An intervention study was performed using a pre- and post-design in 20 community pharmacies in The Netherlands. All QT-DDIs that occurred during a before- and after-period of three months were included. The impact of the use of a CDS tool to support the handling of QT-DDIs was studied. For each QT-DDI, handling of the QT-DDI and patient characteristics were extracted from the pharmacy information system. Primary outcome was the proportion of QT-DDIs with an intervention. Secondary outcomes were the type of interventions and the time associated with handling QT-DDIs. Logistic regression analysis was used to analyse the primary outcome.

Results:

Two hundred and forty-four QT-DDIs pre-CDS tool and 157 QT-DDIs post-CDS tool were included. Pharmacists intervened in 43.0% and 35.7% of the QT-DDIs pre- and post-CDS tool respectively (odds ratio 0.74; 95% confidence interval 0.49–1.11). Substitution of interacting agents was the most frequent intervention. Pharmacists spent 20.8 ± 3.5 min (mean ± SD) on handling QT-DDIs pre-CDS tool, which was reduced to 14.9 ± 2.4 min (mean ± SD) post-CDS tool. Of these, 4.5 ± 0.7 min (mean ± SD) were spent on the CDS tool.

Conclusion:

The CDS tool might be a first step to developing a tool to manage QT-DDIs via a structured approach. Improvement of the tool is needed in order to increase its diagnostic value and reduce redundant QT-DDI alerts.

Plain Language Summary

The use of a tool to support the handling of QTc-prolonging drug interactions in community pharmacies

Introduction: Several drugs have the ability to cause heart rhythm disturbances as a rare side effect. This rhythm disturbance is called QTc-interval prolongation. It may result in cardiac arrest. For health care professionals, such as physicians and pharmacists, it is difficult to decide whether or not it is safe to proceed treating a patient with combinations of two or more of these QT-prolonging drugs. Recently, a tool was developed that supports the risk management of these QT drug–drug interactions (QT-DDIs).

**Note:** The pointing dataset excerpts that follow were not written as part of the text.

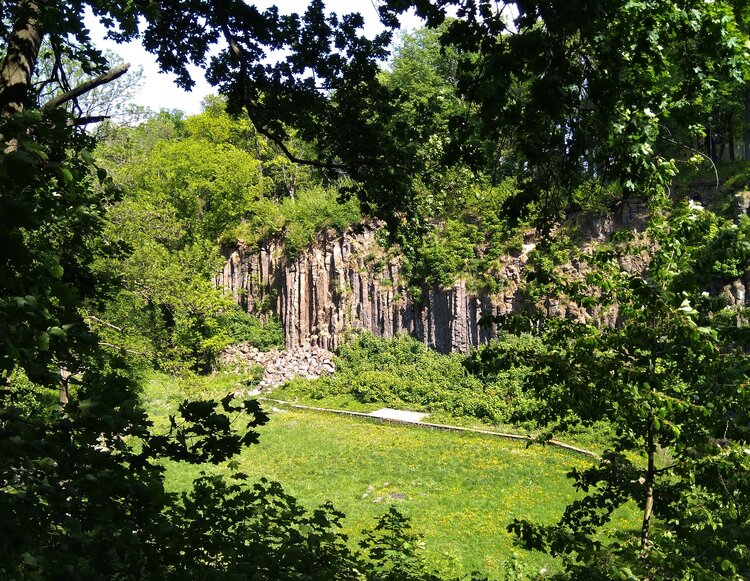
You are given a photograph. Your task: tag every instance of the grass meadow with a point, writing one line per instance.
(460, 490)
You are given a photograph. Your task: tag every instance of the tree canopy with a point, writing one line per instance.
(549, 106)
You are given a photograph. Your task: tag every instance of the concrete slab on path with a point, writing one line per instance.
(400, 415)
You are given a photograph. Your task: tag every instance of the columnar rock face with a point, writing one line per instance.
(348, 283)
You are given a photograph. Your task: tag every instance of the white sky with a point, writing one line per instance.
(159, 90)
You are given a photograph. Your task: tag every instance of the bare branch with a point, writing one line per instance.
(109, 76)
(80, 121)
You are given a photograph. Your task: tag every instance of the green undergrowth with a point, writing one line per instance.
(403, 373)
(459, 490)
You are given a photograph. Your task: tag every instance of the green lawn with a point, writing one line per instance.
(461, 490)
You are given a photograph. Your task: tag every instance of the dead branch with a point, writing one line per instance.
(104, 78)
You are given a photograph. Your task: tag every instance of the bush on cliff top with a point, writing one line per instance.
(404, 373)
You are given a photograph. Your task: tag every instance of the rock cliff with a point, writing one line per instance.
(348, 283)
(345, 283)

Methods: In this study, we studied the effect of this tool on the proportion of QT-DDIs for which an intervention was considered by pharmacists. An intervention study was performed using a pre- and post-design in 20 community pharmacies in The Netherlands. All QT-DDIs that occurred during a before- and after-period of 3 months were included.

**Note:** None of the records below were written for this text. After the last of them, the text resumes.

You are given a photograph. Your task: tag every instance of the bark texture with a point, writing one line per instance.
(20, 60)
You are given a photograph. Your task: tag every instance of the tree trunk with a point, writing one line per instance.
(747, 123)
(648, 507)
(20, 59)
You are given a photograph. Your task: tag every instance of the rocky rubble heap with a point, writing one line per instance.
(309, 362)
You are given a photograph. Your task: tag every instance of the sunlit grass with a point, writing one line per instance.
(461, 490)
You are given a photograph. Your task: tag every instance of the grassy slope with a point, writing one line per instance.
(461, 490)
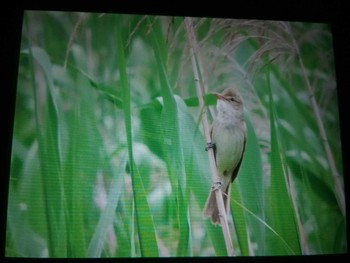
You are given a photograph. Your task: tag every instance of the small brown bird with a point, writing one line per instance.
(228, 139)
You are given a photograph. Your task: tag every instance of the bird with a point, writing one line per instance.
(228, 135)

Results: Two hundred and forty-four QT-DDIs pre-implementation of the tool and 157 QT-DDIs post-implementation of the tool were included. Pharmacists intervened in 43.0% of the QT-DDIs before the tool was implemented and in 35.7% after implementation of the tool. Substitution of one of the interacting agents was the most frequent intervention. Pharmacists spent less time on handling QT-DDIs when the tool was used.

Conclusion: The clinical decision support tool might be a first step to developing a tool to manage QT-DDIs via a structured approach.